Selon le ministre, l'accent est mis principalement sur la qualité. Les autorités sont guidées par une logique simple : des soins de haute qualité dans le système éducatif informel ont une incidence directe sur le développement émotionnel, les compétences linguistiques et d'apprentissage de l'enfant. La réforme prévoit donc d'investir dans du personnel qualifié, dans la formation continue systématique, dans l'amélioration du statut et de la rémunération des assistants maternels, ainsi que dans des ressources supplémentaires pour une alimentation saine et équilibrée. La qualité n'est pas ici considérée comme un slogan abstrait, mais comme un ensemble de conditions spécifiques, allant des effectifs aux pratiques quotidiennes.
La CSA joue depuis longtemps le rôle d'ascenseur social. L'introduction en 2017 de l'accès partiellement gratuit (20 heures) pour les jeunes enfants et de l'accès totalement gratuit pour les écoliers dans les maisons relais à partir de 2022 a rendu l'accès à l'éducation informelle pratiquement universel. Quels que soient les revenus de leur famille ou la langue parlée à la maison, les enfants ont la possibilité de partir sur un pied d'égalité. Parallèlement, le système facilite la conciliation entre vie professionnelle et vie familiale, réduisant ainsi le risque de pauvreté infantile, un problème qui reste sensible même dans les pays prospères.
L'aspect financier de la réforme aura un impact particulièrement notable sur le budget des familles. L'État prendra en charge les deux tiers des coûts qui étaient auparavant à la charge des parents. En fonction des revenus du ménage, les économies pourraient s'élever à plusieurs milliers d'euros par an. Le barème CSA actualisé tiendra compte de manière plus précise des niveaux de revenus, ce qui devrait renforcer l'aide ciblée et réduire davantage la pauvreté des enfants. Au total, le gouvernement estime que les familles économiseront environ 79 millions d'euros par an.
Parallèlement, des règles de facturation uniformes et plus transparentes seront mises en place. Toutes les structures d'accueil appliqueront les mêmes tarifs, sans frais supplémentaires ni suppléments « cachés ». Le paiement sera lié au nombre d'heures effectivement passées par l'enfant dans la structure, plutôt qu'à des forfaits fixes, ce qui devrait éliminer les déséquilibres et rendre les coûts prévisibles pour les parents.
Un autre point stratégique important est la promesse de garantir une place dans le système de garde à tous les enfants qui en ont besoin d'ici 2030. À cette fin, l'État augmente le financement horaire des structures de 6 à 7 euros par enfant, introduit une nouvelle forme de compensation pour toutes les institutions à partir de 2027 et ajoute des subventions pour la location de locaux. Il s'agit d'une tentative visant à assurer la stabilité financière d'un secteur qui a été confronté à une augmentation des coûts et à une pénurie de personnel ces dernières années.
La réforme touche également la gestion du système.
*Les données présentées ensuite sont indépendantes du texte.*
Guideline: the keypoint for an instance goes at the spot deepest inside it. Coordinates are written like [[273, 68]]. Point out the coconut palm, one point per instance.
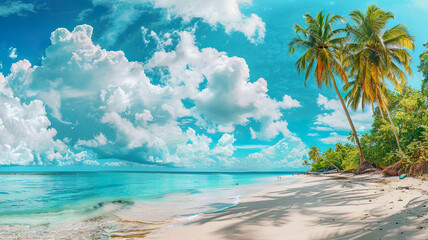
[[377, 53], [357, 97], [323, 55]]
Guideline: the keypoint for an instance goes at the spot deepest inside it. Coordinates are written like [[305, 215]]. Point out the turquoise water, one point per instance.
[[36, 195]]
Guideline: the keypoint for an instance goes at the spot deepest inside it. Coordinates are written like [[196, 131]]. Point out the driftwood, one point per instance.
[[394, 169], [364, 168], [420, 168]]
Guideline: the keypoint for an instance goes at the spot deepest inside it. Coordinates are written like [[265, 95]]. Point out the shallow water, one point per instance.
[[89, 205]]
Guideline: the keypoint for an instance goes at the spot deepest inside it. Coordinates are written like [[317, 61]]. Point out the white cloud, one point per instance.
[[335, 138], [289, 152], [91, 163], [313, 134], [229, 98], [12, 53], [422, 4], [144, 120], [227, 13], [15, 7], [334, 116], [99, 140], [26, 135]]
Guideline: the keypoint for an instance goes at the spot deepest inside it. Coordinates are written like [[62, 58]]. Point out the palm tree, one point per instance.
[[376, 54], [356, 97], [323, 51]]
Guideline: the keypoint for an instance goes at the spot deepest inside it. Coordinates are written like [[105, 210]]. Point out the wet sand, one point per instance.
[[337, 206]]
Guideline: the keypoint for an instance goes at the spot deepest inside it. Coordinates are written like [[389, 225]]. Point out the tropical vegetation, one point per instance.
[[373, 57]]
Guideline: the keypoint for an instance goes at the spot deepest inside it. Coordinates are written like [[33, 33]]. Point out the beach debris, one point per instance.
[[393, 170], [402, 176], [365, 167], [420, 168]]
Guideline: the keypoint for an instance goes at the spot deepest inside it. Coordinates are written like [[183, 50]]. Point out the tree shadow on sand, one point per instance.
[[274, 209]]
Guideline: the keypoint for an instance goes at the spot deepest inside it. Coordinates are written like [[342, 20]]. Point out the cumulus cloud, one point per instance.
[[334, 117], [16, 7], [227, 13], [26, 135], [12, 53], [335, 138], [289, 152], [229, 98], [85, 85]]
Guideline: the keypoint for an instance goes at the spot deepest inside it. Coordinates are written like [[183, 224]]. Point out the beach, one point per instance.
[[335, 206]]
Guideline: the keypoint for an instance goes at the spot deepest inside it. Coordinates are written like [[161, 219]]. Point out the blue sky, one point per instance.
[[172, 83]]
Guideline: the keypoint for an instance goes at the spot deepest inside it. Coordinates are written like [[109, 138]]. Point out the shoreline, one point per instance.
[[334, 206]]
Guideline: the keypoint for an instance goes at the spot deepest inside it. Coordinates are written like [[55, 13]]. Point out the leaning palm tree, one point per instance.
[[323, 53], [356, 97], [377, 53]]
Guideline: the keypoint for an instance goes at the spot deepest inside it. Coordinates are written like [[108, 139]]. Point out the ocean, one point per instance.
[[101, 204]]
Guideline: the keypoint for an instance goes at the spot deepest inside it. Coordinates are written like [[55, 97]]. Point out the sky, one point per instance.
[[170, 84]]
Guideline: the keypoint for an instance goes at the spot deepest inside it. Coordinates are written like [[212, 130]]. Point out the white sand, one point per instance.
[[319, 207]]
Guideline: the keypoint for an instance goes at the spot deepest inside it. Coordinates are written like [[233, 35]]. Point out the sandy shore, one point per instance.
[[318, 207]]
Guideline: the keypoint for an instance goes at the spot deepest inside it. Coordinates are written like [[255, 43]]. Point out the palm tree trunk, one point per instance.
[[380, 108], [362, 159], [390, 120], [381, 113]]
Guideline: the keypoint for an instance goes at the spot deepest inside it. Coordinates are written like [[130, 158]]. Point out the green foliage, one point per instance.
[[343, 157], [374, 54], [410, 115]]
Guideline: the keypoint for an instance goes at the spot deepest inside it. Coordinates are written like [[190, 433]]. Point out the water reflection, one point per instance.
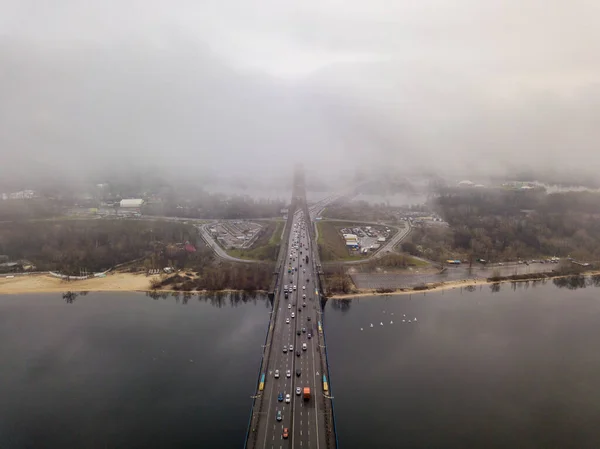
[[571, 282]]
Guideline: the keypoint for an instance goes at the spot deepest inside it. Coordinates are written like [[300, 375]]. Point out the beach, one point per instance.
[[44, 283]]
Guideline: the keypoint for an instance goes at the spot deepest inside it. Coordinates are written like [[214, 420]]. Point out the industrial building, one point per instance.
[[132, 203]]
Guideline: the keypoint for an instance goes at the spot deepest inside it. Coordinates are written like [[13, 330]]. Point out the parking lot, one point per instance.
[[367, 238], [239, 234]]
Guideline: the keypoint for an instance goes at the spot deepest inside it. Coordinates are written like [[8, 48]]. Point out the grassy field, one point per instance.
[[266, 246], [331, 244]]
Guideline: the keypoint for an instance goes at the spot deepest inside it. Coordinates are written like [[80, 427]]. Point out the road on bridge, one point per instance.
[[294, 360]]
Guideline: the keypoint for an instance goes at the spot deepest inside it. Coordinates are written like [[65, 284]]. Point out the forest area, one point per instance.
[[70, 246], [507, 225], [219, 276]]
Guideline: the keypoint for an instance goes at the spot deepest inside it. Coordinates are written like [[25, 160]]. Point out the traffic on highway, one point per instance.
[[293, 377]]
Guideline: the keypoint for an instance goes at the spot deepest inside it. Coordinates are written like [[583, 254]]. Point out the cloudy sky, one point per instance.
[[233, 85]]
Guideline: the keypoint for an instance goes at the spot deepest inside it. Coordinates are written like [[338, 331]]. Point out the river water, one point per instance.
[[514, 368], [502, 368], [127, 371]]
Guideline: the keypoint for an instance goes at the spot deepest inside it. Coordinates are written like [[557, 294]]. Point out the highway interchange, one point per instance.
[[303, 420]]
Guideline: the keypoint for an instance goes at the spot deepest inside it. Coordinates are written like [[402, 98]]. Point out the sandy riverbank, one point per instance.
[[450, 285], [48, 284]]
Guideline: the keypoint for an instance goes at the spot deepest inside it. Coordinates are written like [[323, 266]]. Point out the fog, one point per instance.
[[233, 87]]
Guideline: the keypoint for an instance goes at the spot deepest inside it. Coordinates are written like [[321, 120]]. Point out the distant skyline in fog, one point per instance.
[[236, 88]]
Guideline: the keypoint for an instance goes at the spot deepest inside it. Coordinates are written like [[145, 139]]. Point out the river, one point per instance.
[[513, 366], [127, 371]]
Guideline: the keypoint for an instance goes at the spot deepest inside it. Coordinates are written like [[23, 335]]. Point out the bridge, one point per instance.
[[294, 360]]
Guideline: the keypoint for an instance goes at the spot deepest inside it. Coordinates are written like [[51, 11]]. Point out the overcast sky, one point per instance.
[[234, 85]]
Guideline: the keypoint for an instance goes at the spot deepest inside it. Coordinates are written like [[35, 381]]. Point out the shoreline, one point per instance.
[[116, 282], [129, 282], [434, 287]]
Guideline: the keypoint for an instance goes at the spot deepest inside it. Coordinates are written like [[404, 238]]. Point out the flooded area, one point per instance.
[[413, 277]]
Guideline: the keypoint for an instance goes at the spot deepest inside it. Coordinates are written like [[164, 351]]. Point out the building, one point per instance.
[[132, 203]]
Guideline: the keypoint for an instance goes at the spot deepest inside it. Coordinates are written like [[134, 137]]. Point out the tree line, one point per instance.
[[70, 246], [496, 224]]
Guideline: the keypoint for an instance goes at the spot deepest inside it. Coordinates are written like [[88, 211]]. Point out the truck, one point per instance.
[[306, 393]]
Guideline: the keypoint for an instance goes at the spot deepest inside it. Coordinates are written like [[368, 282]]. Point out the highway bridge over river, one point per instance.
[[295, 353]]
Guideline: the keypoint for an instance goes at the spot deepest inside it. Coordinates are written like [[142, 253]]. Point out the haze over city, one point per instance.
[[236, 87]]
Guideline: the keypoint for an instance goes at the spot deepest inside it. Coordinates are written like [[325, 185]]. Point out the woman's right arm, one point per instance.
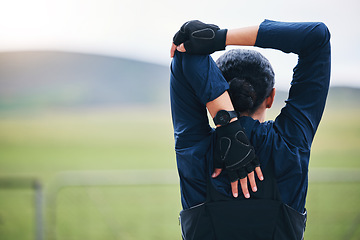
[[299, 119]]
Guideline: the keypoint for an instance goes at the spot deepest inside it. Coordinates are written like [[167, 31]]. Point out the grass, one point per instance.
[[45, 144]]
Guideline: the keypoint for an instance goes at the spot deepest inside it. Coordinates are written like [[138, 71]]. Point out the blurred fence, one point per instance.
[[91, 204]]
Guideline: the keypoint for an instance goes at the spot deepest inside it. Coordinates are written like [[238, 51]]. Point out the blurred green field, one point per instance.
[[44, 144]]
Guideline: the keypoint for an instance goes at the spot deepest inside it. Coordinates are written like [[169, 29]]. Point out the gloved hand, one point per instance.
[[234, 152], [200, 38]]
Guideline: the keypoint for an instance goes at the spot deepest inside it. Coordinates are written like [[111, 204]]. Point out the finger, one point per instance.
[[251, 177], [216, 172], [181, 48], [243, 183], [259, 173], [234, 188], [172, 50]]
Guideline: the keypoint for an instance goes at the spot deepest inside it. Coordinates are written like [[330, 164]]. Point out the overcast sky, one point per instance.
[[143, 30]]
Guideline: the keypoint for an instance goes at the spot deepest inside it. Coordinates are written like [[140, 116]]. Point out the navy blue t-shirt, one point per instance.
[[195, 80]]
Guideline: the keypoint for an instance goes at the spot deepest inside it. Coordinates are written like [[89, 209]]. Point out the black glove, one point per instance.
[[234, 152], [200, 38]]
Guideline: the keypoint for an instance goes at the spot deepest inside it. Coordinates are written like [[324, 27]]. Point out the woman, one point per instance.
[[283, 146]]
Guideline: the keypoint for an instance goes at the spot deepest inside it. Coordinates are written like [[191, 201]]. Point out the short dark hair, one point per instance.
[[250, 76]]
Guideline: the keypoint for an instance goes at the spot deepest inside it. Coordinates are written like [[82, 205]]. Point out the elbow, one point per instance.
[[317, 38], [320, 34]]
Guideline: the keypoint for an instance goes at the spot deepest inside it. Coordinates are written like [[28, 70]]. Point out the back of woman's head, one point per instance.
[[250, 77]]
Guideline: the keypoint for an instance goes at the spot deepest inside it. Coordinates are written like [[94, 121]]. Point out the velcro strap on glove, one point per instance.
[[201, 38], [234, 152]]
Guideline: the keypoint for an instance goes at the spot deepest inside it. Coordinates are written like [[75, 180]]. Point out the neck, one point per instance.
[[259, 115]]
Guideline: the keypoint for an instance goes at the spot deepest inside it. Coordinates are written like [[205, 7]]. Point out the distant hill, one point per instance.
[[43, 80], [62, 79]]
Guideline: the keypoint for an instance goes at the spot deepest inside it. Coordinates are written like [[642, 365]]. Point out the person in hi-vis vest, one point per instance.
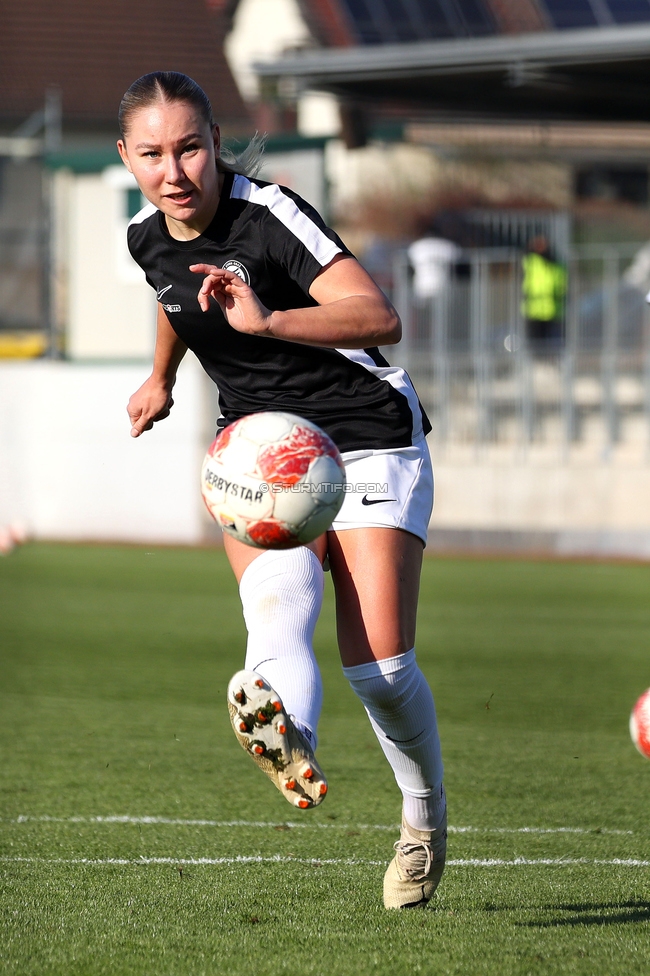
[[544, 289]]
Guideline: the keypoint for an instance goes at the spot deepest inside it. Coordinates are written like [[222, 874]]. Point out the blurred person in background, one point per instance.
[[544, 290]]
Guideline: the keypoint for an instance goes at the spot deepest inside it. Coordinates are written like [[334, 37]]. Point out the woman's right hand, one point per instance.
[[152, 402]]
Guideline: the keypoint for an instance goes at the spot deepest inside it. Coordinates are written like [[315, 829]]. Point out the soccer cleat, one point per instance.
[[415, 872], [272, 741]]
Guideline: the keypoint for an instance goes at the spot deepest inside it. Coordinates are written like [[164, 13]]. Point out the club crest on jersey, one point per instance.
[[238, 268]]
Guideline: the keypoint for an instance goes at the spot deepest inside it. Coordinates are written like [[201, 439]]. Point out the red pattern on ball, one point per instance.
[[272, 534], [641, 720], [286, 462]]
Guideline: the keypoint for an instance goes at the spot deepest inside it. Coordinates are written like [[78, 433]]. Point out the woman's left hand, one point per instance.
[[238, 302]]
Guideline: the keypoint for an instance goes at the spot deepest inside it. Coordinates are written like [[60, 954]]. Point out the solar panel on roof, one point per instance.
[[571, 13], [476, 16], [391, 21], [629, 11]]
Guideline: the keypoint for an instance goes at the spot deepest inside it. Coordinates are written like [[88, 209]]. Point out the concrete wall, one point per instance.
[[104, 305], [575, 506], [70, 470]]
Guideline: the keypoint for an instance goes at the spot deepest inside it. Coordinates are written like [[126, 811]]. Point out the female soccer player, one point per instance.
[[286, 319]]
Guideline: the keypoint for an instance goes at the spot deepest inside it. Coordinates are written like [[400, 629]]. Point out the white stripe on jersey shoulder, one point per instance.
[[398, 378], [288, 213], [142, 215]]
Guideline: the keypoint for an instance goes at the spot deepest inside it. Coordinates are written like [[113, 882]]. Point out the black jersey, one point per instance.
[[277, 243]]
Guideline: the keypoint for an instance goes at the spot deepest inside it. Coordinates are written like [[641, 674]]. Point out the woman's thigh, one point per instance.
[[376, 575]]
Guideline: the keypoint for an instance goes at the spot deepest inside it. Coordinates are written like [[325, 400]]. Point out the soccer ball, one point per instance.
[[273, 480], [640, 724]]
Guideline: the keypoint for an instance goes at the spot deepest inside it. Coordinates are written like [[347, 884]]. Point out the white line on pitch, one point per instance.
[[492, 862], [175, 821]]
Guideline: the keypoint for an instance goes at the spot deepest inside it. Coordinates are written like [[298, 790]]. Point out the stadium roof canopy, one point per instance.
[[592, 74]]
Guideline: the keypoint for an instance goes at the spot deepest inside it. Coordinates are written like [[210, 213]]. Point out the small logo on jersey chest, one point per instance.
[[238, 268]]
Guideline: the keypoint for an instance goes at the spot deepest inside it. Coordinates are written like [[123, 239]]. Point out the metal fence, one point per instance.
[[482, 381]]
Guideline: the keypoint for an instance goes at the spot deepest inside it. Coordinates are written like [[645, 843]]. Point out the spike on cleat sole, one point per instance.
[[267, 733]]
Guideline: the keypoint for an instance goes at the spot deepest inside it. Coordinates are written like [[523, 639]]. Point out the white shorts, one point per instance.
[[392, 488]]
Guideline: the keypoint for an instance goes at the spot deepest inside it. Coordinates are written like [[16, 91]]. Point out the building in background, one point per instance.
[[475, 124], [63, 209]]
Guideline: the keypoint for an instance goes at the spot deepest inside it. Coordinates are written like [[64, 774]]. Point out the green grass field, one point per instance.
[[136, 837]]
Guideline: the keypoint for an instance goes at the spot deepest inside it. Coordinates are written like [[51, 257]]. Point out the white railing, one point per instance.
[[484, 383]]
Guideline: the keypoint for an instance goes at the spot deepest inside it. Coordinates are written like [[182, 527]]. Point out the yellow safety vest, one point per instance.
[[544, 288]]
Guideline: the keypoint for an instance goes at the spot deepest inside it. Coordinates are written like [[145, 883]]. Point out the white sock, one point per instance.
[[400, 706], [282, 593]]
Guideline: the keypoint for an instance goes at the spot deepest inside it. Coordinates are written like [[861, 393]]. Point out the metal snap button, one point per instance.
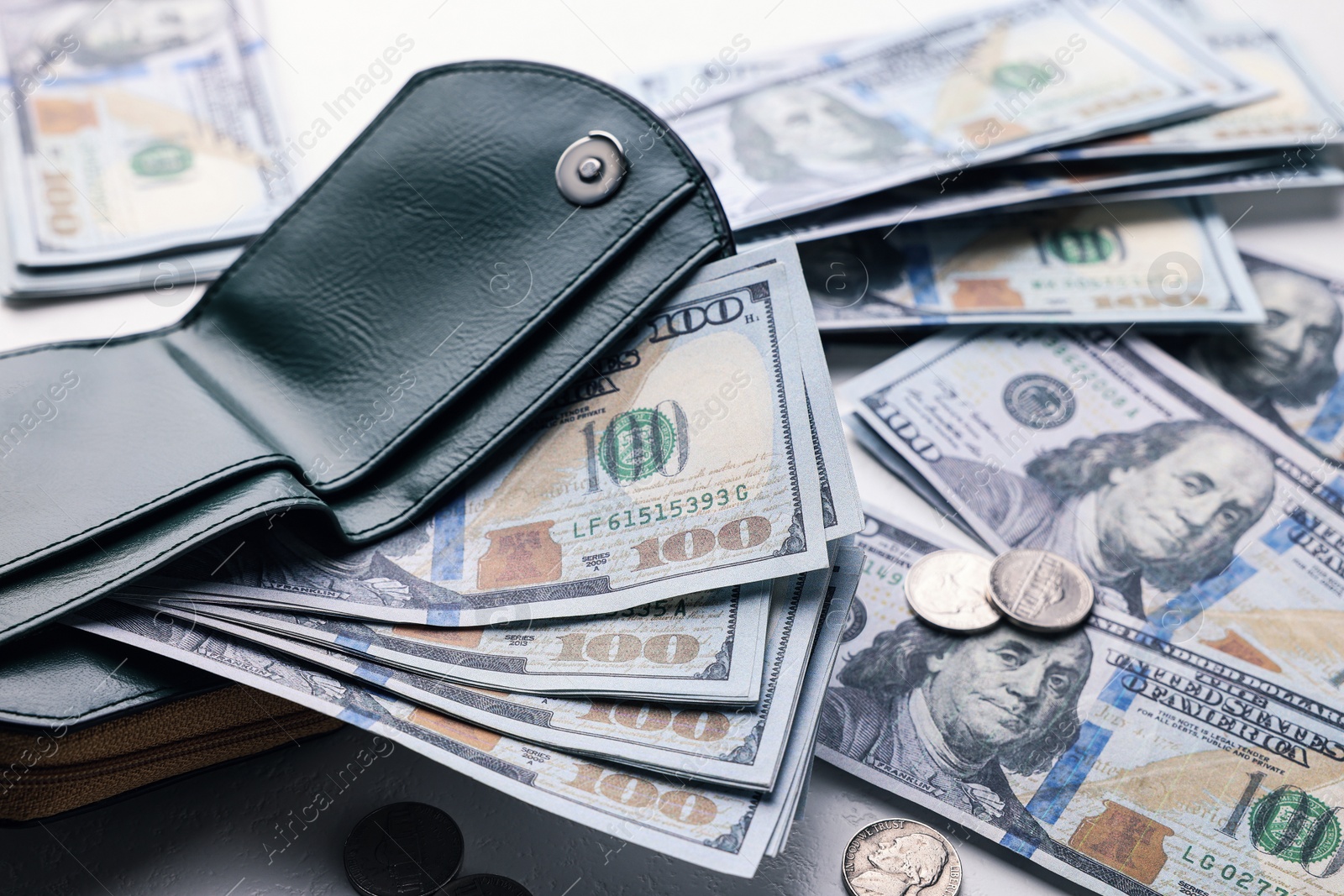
[[591, 170]]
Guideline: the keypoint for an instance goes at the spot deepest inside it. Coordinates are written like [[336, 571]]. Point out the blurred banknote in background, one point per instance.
[[884, 112], [1288, 369], [134, 129], [1299, 112]]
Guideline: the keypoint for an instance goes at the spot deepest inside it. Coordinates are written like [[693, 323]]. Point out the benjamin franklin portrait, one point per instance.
[[790, 134], [1163, 506], [1288, 362], [951, 714]]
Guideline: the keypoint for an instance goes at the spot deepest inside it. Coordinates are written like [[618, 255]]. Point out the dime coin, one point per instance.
[[1039, 590], [486, 886], [951, 590], [900, 857], [403, 849]]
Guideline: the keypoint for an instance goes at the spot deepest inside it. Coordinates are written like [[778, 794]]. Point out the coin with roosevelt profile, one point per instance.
[[1039, 590], [951, 590], [900, 857]]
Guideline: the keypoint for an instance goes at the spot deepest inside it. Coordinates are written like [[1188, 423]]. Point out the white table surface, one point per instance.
[[208, 835]]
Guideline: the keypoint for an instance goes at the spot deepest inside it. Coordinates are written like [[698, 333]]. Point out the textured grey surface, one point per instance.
[[214, 835]]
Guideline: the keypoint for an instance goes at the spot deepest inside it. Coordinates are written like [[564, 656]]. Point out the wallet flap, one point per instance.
[[427, 253], [60, 679], [412, 278]]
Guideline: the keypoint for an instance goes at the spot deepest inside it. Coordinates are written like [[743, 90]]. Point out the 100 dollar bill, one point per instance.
[[1180, 504], [885, 112], [705, 647], [1159, 262], [1122, 759], [145, 129], [1299, 112], [727, 831], [741, 747], [687, 464]]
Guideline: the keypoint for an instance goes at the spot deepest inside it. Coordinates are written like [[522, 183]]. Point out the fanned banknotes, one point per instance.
[[727, 831], [138, 128], [889, 110], [703, 647], [1182, 506], [736, 746], [1155, 262], [685, 464], [1300, 113], [1115, 755]]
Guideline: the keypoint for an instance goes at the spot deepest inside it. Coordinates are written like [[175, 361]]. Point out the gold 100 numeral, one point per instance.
[[738, 535], [702, 726], [60, 197], [664, 649], [638, 793]]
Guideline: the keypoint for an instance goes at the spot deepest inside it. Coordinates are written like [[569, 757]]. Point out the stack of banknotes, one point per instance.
[[1093, 112], [140, 143], [655, 613], [1189, 738], [629, 622]]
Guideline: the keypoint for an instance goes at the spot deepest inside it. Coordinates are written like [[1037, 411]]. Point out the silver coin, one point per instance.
[[951, 590], [1039, 590], [900, 857]]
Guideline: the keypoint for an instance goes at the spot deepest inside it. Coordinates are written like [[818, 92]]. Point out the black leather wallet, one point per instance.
[[433, 291], [84, 720]]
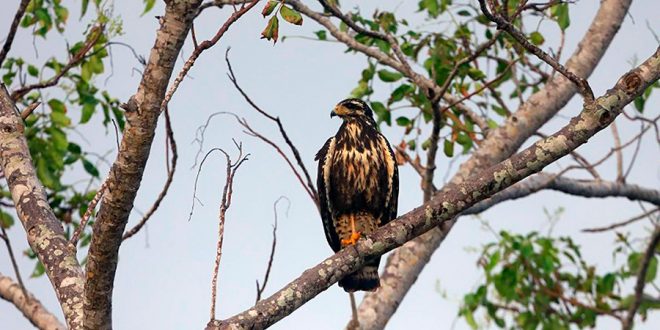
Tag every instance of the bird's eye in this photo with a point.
(353, 105)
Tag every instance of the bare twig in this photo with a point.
(621, 224)
(224, 206)
(271, 258)
(627, 323)
(95, 34)
(350, 23)
(171, 167)
(310, 184)
(88, 213)
(12, 30)
(619, 153)
(579, 159)
(29, 109)
(204, 45)
(503, 24)
(14, 264)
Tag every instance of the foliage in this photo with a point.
(271, 32)
(533, 281)
(74, 101)
(462, 28)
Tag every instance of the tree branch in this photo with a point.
(447, 204)
(583, 188)
(311, 189)
(142, 112)
(227, 192)
(44, 231)
(95, 34)
(504, 24)
(400, 274)
(31, 308)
Un contrôle accru, des règles uniformes et une responsabilisation plus claire devraient garantir que les fonds publics servent véritablement la mission publique de l'éducation non formelle. Dans ce contexte, une nouvelle agence publique est en cours de création : l'Agence pour le développement de la qualité dans les secteurs de l'enfance et de la jeunesse (AQUEN). Ses missions comprendront l'amélioration de la qualité, l'innovation pédagogique et la professionnalisation de tous les acteurs du système.